Doyle Announces Support for Nuclear Deal

Washington, D.C. – September 1, 2015 – U.S. Representative Mike Doyle (D-PA-14) announced today that he supports the Joint Comprehensive Plan of Action (JCPOA) under which the government of Iran would stop pursuing the material and technology needed to produce nuclear weapons. 
Congressman Doyle made the announcement in an op-ed piece published in the Pittsburgh Post-Gazette today. Here is the op-ed he submitted to the Pittsburgh Post-Gazette.

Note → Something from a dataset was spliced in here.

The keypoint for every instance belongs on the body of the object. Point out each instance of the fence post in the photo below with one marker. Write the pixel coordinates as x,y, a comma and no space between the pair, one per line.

Mike Doyle: Why I will vote for the Iran deal

It’s the best chance we’ll have to prevent Iran from building a nuclear weapon

When Congress returns, we will face one of the most serious global security decisions since the Iraq war vote. 
Today, Iran has the uranium and enrichment capacity (20,000 centrifuges) it needs to produce the fuel for 8 to 10 nuclear bombs within 2-3 months. Iran has gotten this close to a bomb despite strong international sanctions that have crippled its economy.
We all share a common objective: preventing Iran from obtaining nuclear weapons. The question before Congress is whether the Joint Comprehensive Plan of Action (JCPOA) is the best way to achieve that goal.
I’ve approached this decision the same way I did when I decided to oppose the war in Iraq – without regard for partisan politics. I’ve read the JCPOA, attended classified briefings, spoken to our lead technical expert, Secretary of Energy Moniz, and our lead negotiator, Secretary of State Kerry – and I’ve met with constituents who hold passionate views on both sides of the issue. 
After consideration of all the analyses and arguments for and against, and after much reflection, I have concluded that the JCPOA, while not perfect, gives us the best chance of stopping Iran from developing a nuclear weapon.
The JCPOA includes a direct commitment by Iran to never develop or acquire a nuclear weapon. The agreement also includes a permanent ban on Iranian development of key nuclear weaponization capabilities.
Iran needs enriched uranium or plutonium to make a nuclear weapon. The JCPOA blocks both of these pathways. This agreement requires Iran to reduce its stockpile of uranium by 98% and to mothball 75% of its centrifuges. The 300 kg of uranium Iran will keep will not be weapons grade, nor will it be enough to make a weapon. The centrifuges that will be left in operation will be the least efficient, and Iran has agreed that all its centrifuges will be constantly monitored for the next 20 years.
The only site where Iran could produce weapons-grade plutonium is the Arak nuclear reactor. Under the JCPOA, this reactor will be rebuilt so it cannot produce any weapons-grade plutonium, and all its spent fuel rods, a source of weapons-grade plutonium, will be sent out of the country. In addition, the JCPOA prohibits Iran from building another such reactor for at least 15 years.
Finally, under this agreement Iran has committed to extraordinarily intrusive monitoring and inspection. Inspectors from the International Atomic Energy Agency (IAEA) will not only be monitoring every element of Iran’s declared nuclear program, but they will be verifying that no nuclear material is covertly diverted to a secret location to build a bomb. Iran has agreed to allow IAEA inspectors to inspect any site they deem suspicious.
If, and only if, Iran complies with these steps, which is likely to take nearly a year, will international sanctions be suspended and $56 billion of Iranian funds that are currently frozen in foreign banks be released. If Iran violates the terms of the deal, sanctions can be “snapped back” into place quickly. Nothing in the agreement stops this President or any future President from using all available options should Iran try to build a nuclear weapon.
This agreement is not based on trust, but on strong verification requirements. All of Iran’s nuclear facilities – as well as its entire nuclear supply chain – will be under 24/7 human, photographic, and electronic surveillance for 20 years. This gives the United States and our partners unprecedented access, intelligence, time, and options to respond should we suspect that Iran has violated this agreement.
I have no doubt that Iran will remain a hostile regime and pose a significant threat to the United States, Israel, and our allies, but this agreement serves to take the greatest threat off the table, namely Iran acquiring a nuclear weapon. A nuclear-armed Iran is an existential threat to Israel and the United States. This agreement will make Israel and America safer. 
Many who oppose this agreement have called for a “better deal.” This alternative refers to the United States threatening to deny our closest economic and diplomatic allies access to the American economy unless they re-impose sanctions. This is a far-fetched and self-destructive strategy; 40% of our exports go to those countries, and we’d destroy American jobs and devastate our economy with that approach. Our trading partners know we’d never risk that. This is clearly not a realistic alternative.
During my service in Congress, I have always believed that we must pursue diplomacy before confrontation, and that war should always be a last resort. I cannot ask the sons and daughters of the families I represent to fight a war without being able to look them in the eye and tell them we have exhausted all available diplomatic means. Congress should give this agreement a chance to work, and I intend to support it.